Hooray, bloggers are real journalists again! Just not one in particular.
Back in December 2011, we learned that a U.S. district court judge had ruled that bloggers in Oregon are not part of the media, and therefore, are not protected by Oregon’s media shield laws.
But Judge Marco A. Hernandez has clarified that he did not mean for his ruling to apply to all bloggers, or at least all Oregon bloggers, only to Crystal Cox.
Cox had been writing critical blog posts about Obsidian Financial Group and co-founder Kevin Padrick, and was sued for defamation by the firm. Cox lost her case after trying to use Oregon’s media shield law as her defense. Hernandez had also awarded Padrick $2.5 million.
Cox appealed the ruling to Hernandez’s court, when he ruled that as a blogger, Cox, could not use Oregon’s media shield law to defend herself.
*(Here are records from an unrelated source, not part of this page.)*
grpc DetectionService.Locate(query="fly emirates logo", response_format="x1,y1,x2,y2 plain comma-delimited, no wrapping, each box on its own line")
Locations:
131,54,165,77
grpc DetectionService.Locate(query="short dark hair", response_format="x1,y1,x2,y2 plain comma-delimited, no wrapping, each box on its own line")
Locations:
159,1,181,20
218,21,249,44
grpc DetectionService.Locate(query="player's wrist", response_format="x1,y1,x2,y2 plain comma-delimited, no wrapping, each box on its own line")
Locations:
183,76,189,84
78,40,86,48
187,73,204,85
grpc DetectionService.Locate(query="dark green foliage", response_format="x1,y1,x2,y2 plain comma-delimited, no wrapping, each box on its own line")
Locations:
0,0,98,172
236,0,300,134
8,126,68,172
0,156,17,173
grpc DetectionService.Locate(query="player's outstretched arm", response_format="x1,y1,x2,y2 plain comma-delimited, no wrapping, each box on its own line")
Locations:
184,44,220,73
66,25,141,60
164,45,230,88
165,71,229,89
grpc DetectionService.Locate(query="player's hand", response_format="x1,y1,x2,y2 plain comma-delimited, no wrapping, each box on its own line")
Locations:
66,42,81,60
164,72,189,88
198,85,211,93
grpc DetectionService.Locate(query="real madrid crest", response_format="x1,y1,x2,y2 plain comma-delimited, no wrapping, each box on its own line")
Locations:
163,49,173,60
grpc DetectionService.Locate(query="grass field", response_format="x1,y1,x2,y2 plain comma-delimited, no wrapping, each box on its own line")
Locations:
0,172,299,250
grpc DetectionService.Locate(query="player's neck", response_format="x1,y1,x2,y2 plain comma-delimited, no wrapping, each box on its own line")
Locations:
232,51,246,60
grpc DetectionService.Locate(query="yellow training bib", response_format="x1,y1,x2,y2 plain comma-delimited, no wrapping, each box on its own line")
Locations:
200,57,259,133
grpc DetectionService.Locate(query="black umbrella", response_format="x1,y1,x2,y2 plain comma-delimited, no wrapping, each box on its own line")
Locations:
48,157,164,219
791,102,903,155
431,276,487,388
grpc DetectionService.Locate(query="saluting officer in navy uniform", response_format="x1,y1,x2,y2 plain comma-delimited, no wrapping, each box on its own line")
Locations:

This sent most of us bloggers into a tizzy. I was especially concerned, since I’ve been a champion of bloggers as citizen journalists. After all, if we’re not considered journalists, then how and why would we serve to educate and inform our communities?
It turns out that’s not what Hernandez meant at all. According to a Courthouse News article, Hernandez wrote:
“In my discussion, I did not state that a person who ‘blogs’ could never be considered ‘media.’ I also did not state that to be considered ‘media,’ one had to possess all or most of the characteristics I recited.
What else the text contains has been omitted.